El sabio Antonio Raimondi señaló que el número de conventos, monasterios e iglesias confirmaba que la ciudad había sido un lugar favorecido por los españoles. Para equipar las iglesias huamanguinas y amoblar las residencias de la aristocracia se requería de artistas, artesanos, pintores y ebanistas. Ante la demanda, los maestros y oficiales españoles tuvieron que ayudarse de aprendices indígenas y mestizos que le siguieron los pasos.
Debido a que la producción de capillitas de santero no era abastecida totalmente por los maestros españoles, el catequizador español fomentó la participación de los imagineros mestizos e indígenas. “Que la imagen no coincidiese exactamente con determinados patrones artísticos hispánicos no tenía mayor importancia para el catequizador, lo importante era que la imagen existiese y se le rindiese culto”, aseguró Mendizábal Losack.
En las rutas que cubrían los arrieros, sus principales difusores, las capillitas de santero recibieron las influencias de los indígenas del sur de Ayacucho, quienes la convirtieron en sanmarcos de acuerdo a las necesidades de los pastores. Fueron los arrieros quienes después se convirtieron en mensajeros de sus clientes rurales para que los artesanos adaptaran ciertos requerimientos. 
Según Pablo Macera, el sanmarcos data de fines del siglo XVII y principios del siglo XVIII. Al inicio se usó la piedra de Huamanga, pero fue reemplazado por la pasta debido al costo económico y las dificultades de su tallado. “Los artesanos huamanguinos han producido en los últimos siglos numerosos modelos de retablos, pero los tipos básicos son tres: retablos unipersonales, retablos escénicos mágico-religiosos (sanmarcos) y retablos escénicos profanos”.

Tiempos nuevos

Los indigenistas han sido criticados por bautizar al sanmarcos con el nombre de retablo y por desviar a los imagineros ayacuchanos a los nuevos temas de la vida cotidiana. Sin embargo, gracias a la revalorización se salvó de la extinción a una expresión artística compleja que hoy forma parte de exhibiciones internacionales, museos, galerías y colecciones particulares. 

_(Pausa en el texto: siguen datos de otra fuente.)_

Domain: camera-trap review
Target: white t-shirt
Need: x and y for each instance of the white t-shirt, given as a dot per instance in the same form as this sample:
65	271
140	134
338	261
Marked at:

“¿Cuál hubiera sido el futuro del sanmarcos sin aquella intervención?”, se pregunta Pablo Macera en Trincheras y fronteras del arte popular peruano. El historiador considera que el retablo ayacuchano experimenta un proceso donde muestra su buena salud. “Podemos estar en desacuerdo con algunas tendencias adquiridas, pero no podemos negar que esos mismos extravíos nos están demostrando el poder de un arte todavía en plena búsqueda”.
Sin embargo, aún hay preguntas que no han sido respondidas con certeza. Se desconoce, por ejemplo, cuánto se ha logrado catequizar a los pastores mediante el uso de los cajones, porque a lo mucho se les exigía el bautizo. Es probable que no se haya cumplido la disposición de que acudieran los domingos a la iglesia, para participar de las misas, porque hay carencia de pastores y los templos se ubican a varias horas de caminata.
No hay que olvidar que la participación de los campesinos ayacuchanos en Semana Santa aún es vista como el entorno que rodea a los actos centrales. Luis Millones señala, en Calendario tradicional peruano, que se carecen de estudios para analizar la percepción indígena de esta festividad. “Más allá de la propuesta que nos llega de dogma católico, la sociedad andina ha elaborado una interpretación del mundo sobrenatural en la que este y otros días festivos tienen un espacio determinado”.
A más de cinco siglos de haber llegado a América, el retablo ayacuchano se usa cada vez menos en las ceremonias de la herranza, pero sí se ha convertido en una obra que retrata con magia las costumbres, el pensamiento y la fe de los peruanos.
La intensidad de la celebración de Semana Santa en Ayacucho se refleja en sus retablos.